Edna Keep, founder of 3D Real Estate Investments Ltd answers your questions on the pros and cons of joint venture investments.

  1. Q:  Why are more investors looking at joint ventures for their property deals?A:  For the same reason we started investing with a Joint Venture partner…we were new to the business and wanted to grow quickly and get in on the growth that was happening in Saskatchewan.  We were unsure of the best areas to invest in, and we wanted to shorten our learning curve.  We started by being the money and/or mortgage partner.  After we established ourselves we started bringing in the Investors to provide the capital and qualify for the mortgages.
  2. Q:  What are the primary advantages to Joint Venturing?A:  The primary advantages to the real estate investor are 1) Access to capital, 2) Increased leverage and 3) Greater success in mortgage qualification.  Participating in a JV can be an ideal investment strategy for someone who wants to partake in the advantages that investing in real estate has to offer such as capital appreciation, mortgage pay down and cash flow, but who lacks the time and/or experience to invest on their own.
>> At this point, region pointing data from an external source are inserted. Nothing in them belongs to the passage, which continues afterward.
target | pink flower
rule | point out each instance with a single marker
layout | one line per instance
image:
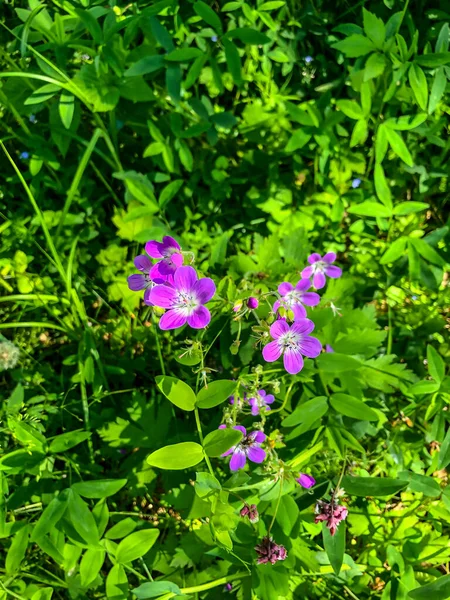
(321, 267)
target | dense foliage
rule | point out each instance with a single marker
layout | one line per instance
(164, 437)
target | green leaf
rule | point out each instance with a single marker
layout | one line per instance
(216, 393)
(419, 85)
(352, 407)
(334, 545)
(381, 187)
(177, 456)
(437, 590)
(208, 15)
(398, 146)
(437, 89)
(370, 209)
(66, 108)
(333, 362)
(374, 28)
(408, 208)
(117, 584)
(219, 441)
(145, 65)
(62, 443)
(52, 514)
(90, 565)
(101, 488)
(394, 252)
(178, 392)
(248, 36)
(155, 589)
(375, 66)
(350, 108)
(354, 46)
(436, 364)
(373, 486)
(136, 545)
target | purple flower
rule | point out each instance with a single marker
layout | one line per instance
(294, 298)
(331, 513)
(306, 481)
(261, 402)
(169, 253)
(143, 281)
(321, 267)
(252, 303)
(269, 551)
(184, 299)
(293, 342)
(249, 447)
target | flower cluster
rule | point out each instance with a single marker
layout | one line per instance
(170, 285)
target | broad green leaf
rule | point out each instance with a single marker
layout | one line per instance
(418, 83)
(334, 545)
(350, 108)
(101, 488)
(177, 456)
(178, 392)
(155, 589)
(90, 565)
(437, 590)
(370, 209)
(117, 584)
(219, 441)
(373, 486)
(248, 36)
(354, 46)
(216, 393)
(136, 545)
(437, 89)
(382, 187)
(436, 364)
(208, 15)
(62, 443)
(374, 28)
(352, 407)
(398, 146)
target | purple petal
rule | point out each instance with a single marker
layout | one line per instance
(299, 311)
(333, 272)
(172, 319)
(169, 242)
(303, 326)
(162, 296)
(303, 284)
(293, 361)
(278, 328)
(137, 282)
(319, 281)
(271, 352)
(256, 454)
(185, 278)
(310, 347)
(312, 258)
(329, 257)
(154, 249)
(238, 460)
(285, 287)
(204, 289)
(310, 298)
(200, 318)
(143, 263)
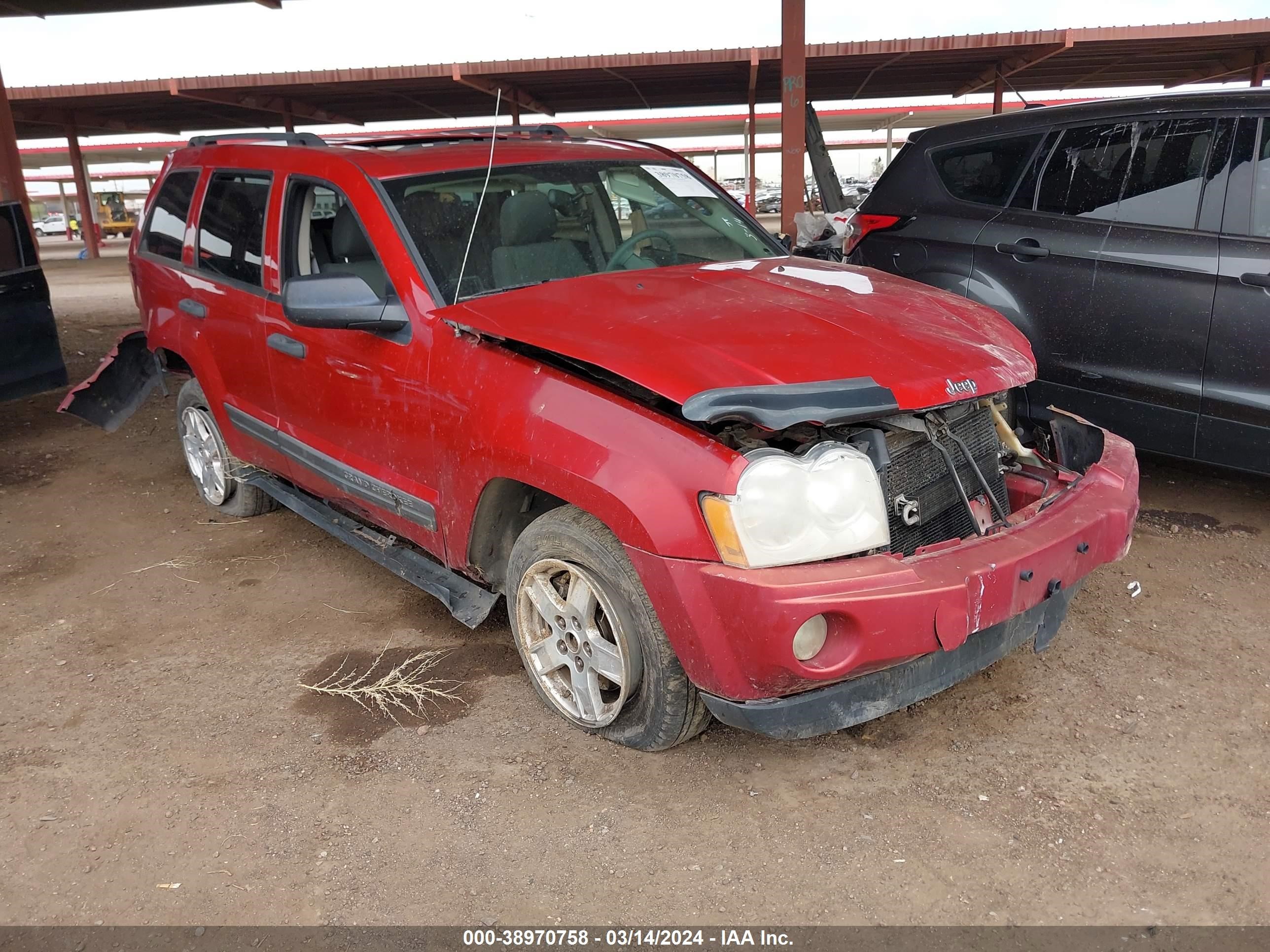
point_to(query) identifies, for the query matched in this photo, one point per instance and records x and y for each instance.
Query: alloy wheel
(205, 455)
(574, 644)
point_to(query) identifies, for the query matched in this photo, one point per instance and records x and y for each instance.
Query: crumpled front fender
(126, 376)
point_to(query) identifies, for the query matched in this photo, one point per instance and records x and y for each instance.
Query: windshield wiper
(510, 287)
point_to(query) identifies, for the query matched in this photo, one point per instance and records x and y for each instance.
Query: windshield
(564, 220)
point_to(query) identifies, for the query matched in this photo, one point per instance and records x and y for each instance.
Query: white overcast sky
(314, 34)
(319, 34)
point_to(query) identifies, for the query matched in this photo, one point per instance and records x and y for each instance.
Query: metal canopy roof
(670, 127)
(1062, 59)
(59, 8)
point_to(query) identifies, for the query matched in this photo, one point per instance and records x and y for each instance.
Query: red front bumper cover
(733, 627)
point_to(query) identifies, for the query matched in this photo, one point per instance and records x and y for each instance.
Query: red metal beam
(83, 193)
(279, 106)
(12, 186)
(1017, 64)
(511, 93)
(793, 109)
(1231, 67)
(83, 121)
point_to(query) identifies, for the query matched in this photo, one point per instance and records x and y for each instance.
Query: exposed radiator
(918, 473)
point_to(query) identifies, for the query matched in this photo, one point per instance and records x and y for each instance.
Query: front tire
(590, 639)
(215, 471)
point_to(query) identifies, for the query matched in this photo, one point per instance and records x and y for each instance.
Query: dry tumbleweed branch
(403, 688)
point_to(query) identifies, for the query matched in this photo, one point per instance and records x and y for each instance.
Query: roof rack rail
(460, 135)
(291, 139)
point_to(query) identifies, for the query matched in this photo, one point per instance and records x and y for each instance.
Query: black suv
(1129, 240)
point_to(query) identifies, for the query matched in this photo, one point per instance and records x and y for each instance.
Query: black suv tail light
(861, 225)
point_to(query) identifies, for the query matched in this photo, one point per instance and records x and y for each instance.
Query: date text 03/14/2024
(623, 938)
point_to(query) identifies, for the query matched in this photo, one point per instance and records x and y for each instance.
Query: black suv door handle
(192, 307)
(1028, 248)
(287, 345)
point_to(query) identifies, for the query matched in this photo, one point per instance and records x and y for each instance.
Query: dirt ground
(153, 732)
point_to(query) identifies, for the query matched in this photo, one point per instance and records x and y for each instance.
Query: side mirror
(340, 301)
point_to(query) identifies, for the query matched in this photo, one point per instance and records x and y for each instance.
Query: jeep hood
(760, 324)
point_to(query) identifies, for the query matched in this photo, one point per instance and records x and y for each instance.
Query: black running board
(466, 601)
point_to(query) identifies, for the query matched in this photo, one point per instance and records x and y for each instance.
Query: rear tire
(598, 618)
(211, 466)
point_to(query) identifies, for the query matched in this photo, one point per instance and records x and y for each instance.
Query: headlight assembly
(790, 510)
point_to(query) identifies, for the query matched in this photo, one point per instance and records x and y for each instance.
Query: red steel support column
(83, 193)
(751, 175)
(12, 184)
(67, 210)
(793, 109)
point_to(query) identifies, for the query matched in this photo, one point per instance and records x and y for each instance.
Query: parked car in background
(768, 202)
(709, 477)
(1128, 239)
(51, 225)
(31, 356)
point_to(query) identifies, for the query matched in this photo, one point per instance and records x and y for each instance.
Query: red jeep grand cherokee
(708, 476)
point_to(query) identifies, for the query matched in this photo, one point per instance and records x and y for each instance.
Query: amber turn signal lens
(718, 516)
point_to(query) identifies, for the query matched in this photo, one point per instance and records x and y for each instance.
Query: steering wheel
(628, 248)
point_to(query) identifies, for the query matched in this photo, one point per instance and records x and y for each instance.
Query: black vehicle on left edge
(31, 356)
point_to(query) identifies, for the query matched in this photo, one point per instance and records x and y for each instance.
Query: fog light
(810, 638)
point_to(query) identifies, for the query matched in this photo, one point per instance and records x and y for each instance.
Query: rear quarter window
(985, 172)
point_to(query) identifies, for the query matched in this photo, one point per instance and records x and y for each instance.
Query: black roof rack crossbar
(291, 139)
(460, 135)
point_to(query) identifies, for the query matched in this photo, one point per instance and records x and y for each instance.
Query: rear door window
(166, 233)
(232, 226)
(1262, 186)
(1166, 173)
(1085, 173)
(985, 172)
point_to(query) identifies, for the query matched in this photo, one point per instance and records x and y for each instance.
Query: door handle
(192, 307)
(287, 345)
(1028, 248)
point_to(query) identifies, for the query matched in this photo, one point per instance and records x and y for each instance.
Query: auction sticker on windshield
(681, 182)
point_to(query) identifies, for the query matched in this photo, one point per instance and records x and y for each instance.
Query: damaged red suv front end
(706, 475)
(892, 630)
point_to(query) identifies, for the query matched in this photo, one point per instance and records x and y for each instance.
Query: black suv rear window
(232, 225)
(985, 172)
(166, 234)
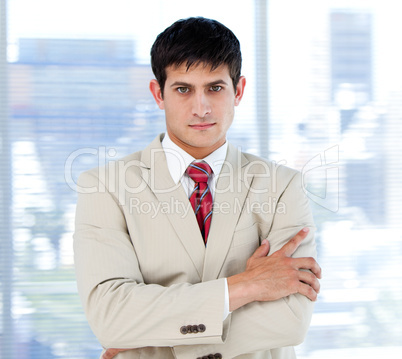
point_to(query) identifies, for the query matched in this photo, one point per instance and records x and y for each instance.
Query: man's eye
(216, 88)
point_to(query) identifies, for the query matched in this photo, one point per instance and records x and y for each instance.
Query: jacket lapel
(230, 194)
(181, 214)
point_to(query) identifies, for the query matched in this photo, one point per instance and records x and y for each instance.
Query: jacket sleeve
(262, 326)
(122, 310)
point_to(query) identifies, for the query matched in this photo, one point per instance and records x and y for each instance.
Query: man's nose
(201, 105)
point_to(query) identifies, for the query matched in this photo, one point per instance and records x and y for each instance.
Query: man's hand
(276, 276)
(111, 353)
  3. Q:  What makes an ideal JV partner?A:  The ideal JV partner has access to capital (the more the better), has provable income (preferably T4 income), a strong balance sheet, good credit and has a basic understanding of how investment properties operate.
  4. Q:  Where do some JV investors get it wrong?A: Some of the most common mistakes include, but are not limited to, no JV agreement (the best way to avoid conflict is to ensure that a comprehensive JV agreement is in place at the outset), poor property selection, not understanding cash flow, poor management, poor communication and not having an exit strategy.
  5. Q:  What is the key to success in a JV partnership?A:  The most important aspect to a successful JV partnership is regular communication.  Some of the ways that work for me are managing expectations up front, online access to the JV bank account and quarterly written reports.
  6. Q:  What tips would you give to first time JV investors?A:  In order to attract JV money, you need to focus on two things:  (1) experience and (2) track record.  JV partners want the best prospects for success, and the best way to ensure that is to partner up with a JV investor that has both experience and a proven track record.